We have reached, or we are approaching, one of those fulcrums in time. Early last week President Obama signed into law the most significant piece of social legislation since the 1960's; health care reform has, in writing, come to America. I'm afraid, however, that that may not be the fulcrum. In my mind, for the supposed summit of the developed world to allow some 15% of its population to live day to day vulnerable to economic ruin at the onset of serious illness or the misfortune of a catastophic event is unconscienable .
Ringing in the streets are cries of "socialist" and worse; armed with incoherent anecdotes about fascism and vague references to peculiar interpretations of the constitution, the indignant masses lift their engorged images of self and promise to remove the tools of Washington - no matter the party - in the November elections. If we choose to exclude considerations of decent equity altogether from our decision making, then at least we can put on hats of self interest and see this: for every pressure we allow upon the impoversiehd we contribute a little more to an incalculable burden on society.

Poverty as an entity unto itself - particularly the species of poverty created and perfected by competitive markets - sews failure. This means and doesn't mean a few important things. It doesn't mean poor people are failures or have failed. It doesn't mean wealthy people are successes or have suceeded. This type of linear spectrum most certainly is a manufactured illusion. But poverty - and more specifically, ravinous gaps in wealth - is the garden ground for desperation, for violence, for inescapable dependence and a miserable void where education should reside. These are the walls of the womb in which a troubled people often grow. To have security is to to have control. To have control is to keep desperation at arms length and the makings for peace of mind, for productive life. But no security exists where a person owns not a single fiscal defense against the vagaries of disease. If we keep healthcare inaccessbily expensive we keep the poor sick. If we keep the poor sick we keep them poor too. Our nation cannot progress and be in the business of keeping poor Americans poor.

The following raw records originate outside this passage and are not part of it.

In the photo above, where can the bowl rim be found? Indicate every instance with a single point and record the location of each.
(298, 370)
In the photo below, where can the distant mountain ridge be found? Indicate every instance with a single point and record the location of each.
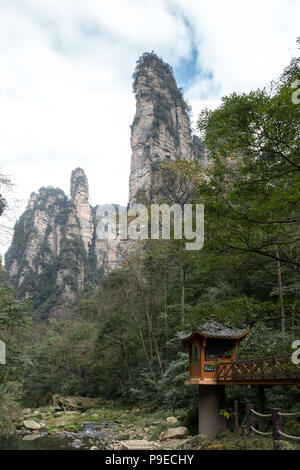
(55, 250)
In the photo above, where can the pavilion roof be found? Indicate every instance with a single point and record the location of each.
(212, 329)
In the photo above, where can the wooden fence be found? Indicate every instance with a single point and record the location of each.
(267, 369)
(277, 432)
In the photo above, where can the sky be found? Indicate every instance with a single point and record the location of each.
(66, 69)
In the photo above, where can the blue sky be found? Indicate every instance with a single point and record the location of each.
(65, 77)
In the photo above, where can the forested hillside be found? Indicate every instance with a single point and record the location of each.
(119, 340)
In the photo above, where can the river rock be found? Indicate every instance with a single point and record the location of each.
(174, 433)
(31, 424)
(76, 403)
(31, 437)
(139, 445)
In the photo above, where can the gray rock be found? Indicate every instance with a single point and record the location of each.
(31, 436)
(139, 445)
(172, 420)
(174, 433)
(31, 424)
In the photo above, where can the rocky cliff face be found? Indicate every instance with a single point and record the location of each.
(55, 250)
(161, 126)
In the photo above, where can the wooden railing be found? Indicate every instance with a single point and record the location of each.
(266, 368)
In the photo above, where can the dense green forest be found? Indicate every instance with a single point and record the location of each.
(120, 339)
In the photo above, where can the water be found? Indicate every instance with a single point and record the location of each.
(89, 435)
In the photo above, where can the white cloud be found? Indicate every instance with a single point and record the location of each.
(65, 76)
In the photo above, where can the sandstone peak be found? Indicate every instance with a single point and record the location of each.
(161, 126)
(79, 184)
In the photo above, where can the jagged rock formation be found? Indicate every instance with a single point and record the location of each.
(161, 126)
(55, 250)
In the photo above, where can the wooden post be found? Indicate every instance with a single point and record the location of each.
(211, 401)
(261, 406)
(249, 417)
(276, 426)
(236, 416)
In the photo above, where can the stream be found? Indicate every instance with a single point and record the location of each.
(89, 435)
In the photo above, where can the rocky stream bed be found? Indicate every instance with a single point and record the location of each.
(98, 428)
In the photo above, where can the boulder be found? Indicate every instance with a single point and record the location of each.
(172, 420)
(31, 437)
(174, 433)
(31, 424)
(139, 445)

Healthcare, in my my world, is one of the most precarious cards to hold in our country's hand. It's also one of the most important. Its one of these things we simply have to get right because getting it wrong costs our country nothing less than its wellbeing. So it would make sense to me if we looked at it and said, "let's do what we have to do to get it right, we'll cut corners elsewhere." Fortunately, that wasn't necessary; this legislation saves money over ten years and introduces the insurance industry to 40 million customers whose acquaintance it had not yet had the pleasure of making. I for one smiled wide when I saw the congressional chamber erupt as the final count, 219 to the yeas against the nays' 210, ticked in, in that ancient C-SPAN fashion. 

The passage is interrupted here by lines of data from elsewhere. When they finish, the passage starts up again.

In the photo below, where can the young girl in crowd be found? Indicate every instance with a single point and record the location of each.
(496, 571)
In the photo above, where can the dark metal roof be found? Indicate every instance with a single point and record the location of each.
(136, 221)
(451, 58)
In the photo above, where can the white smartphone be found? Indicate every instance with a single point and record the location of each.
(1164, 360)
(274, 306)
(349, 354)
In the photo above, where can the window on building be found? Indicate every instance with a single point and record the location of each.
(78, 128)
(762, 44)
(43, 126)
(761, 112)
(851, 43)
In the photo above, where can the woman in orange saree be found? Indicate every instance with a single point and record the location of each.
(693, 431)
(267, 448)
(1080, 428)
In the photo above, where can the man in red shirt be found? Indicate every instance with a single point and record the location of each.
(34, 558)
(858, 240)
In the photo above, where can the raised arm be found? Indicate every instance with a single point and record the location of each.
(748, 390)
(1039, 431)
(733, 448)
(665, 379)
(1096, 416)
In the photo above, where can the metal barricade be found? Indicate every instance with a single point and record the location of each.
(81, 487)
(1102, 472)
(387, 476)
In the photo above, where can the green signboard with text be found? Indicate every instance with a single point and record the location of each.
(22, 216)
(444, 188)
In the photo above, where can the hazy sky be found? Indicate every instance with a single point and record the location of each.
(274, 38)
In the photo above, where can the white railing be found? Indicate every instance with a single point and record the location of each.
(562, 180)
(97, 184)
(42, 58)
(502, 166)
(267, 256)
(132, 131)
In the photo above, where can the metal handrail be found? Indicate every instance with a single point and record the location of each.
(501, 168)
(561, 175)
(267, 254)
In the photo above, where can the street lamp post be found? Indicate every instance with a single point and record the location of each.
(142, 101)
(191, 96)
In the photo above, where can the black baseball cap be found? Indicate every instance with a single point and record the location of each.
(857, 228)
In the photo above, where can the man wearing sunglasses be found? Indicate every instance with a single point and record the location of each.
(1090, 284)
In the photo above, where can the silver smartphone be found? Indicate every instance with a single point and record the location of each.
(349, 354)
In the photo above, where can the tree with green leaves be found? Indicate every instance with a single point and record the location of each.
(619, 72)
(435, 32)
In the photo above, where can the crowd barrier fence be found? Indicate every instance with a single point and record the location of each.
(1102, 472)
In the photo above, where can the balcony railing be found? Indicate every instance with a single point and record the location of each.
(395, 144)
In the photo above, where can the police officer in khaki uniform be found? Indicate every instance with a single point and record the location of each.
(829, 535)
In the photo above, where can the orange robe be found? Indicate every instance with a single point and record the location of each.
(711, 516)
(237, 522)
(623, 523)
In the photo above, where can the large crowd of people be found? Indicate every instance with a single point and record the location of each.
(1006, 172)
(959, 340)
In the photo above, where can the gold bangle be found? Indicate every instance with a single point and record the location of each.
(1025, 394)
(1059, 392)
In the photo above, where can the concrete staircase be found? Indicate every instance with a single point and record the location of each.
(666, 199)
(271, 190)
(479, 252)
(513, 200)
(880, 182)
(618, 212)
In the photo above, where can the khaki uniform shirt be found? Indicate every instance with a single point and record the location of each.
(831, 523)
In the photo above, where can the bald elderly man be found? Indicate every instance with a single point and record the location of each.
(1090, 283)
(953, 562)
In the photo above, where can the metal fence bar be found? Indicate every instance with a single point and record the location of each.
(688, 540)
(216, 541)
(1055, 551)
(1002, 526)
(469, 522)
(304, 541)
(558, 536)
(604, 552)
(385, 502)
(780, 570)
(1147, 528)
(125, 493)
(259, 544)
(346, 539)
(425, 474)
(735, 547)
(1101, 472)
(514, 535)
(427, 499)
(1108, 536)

But I don't know if, by a margin of 9 votes, this will be the fight of the decade, let alone the century. The legislation is monumental, please don't misinterpret me. But its common sense. What happens when the real heavyweights take to the plate? The insurance lobby is small potatoes when Big Oil is sitting at the table and climate change, unlike cancer, might still just be leftist propaganda. No, Future, the fulcrum I'm anticipating is not health care reform, not something here yet at all; its something yet to have arrived, some contention with enough bite that it will actually hurt somebody's pocket. As for the nature of the fulcrum, we have to wait and see. One more thing, Future: its said that the most popular party in America is the Tea Party. If that's the case, I'm telling you Future, this fulcrum could be a doosey. Erik in the past.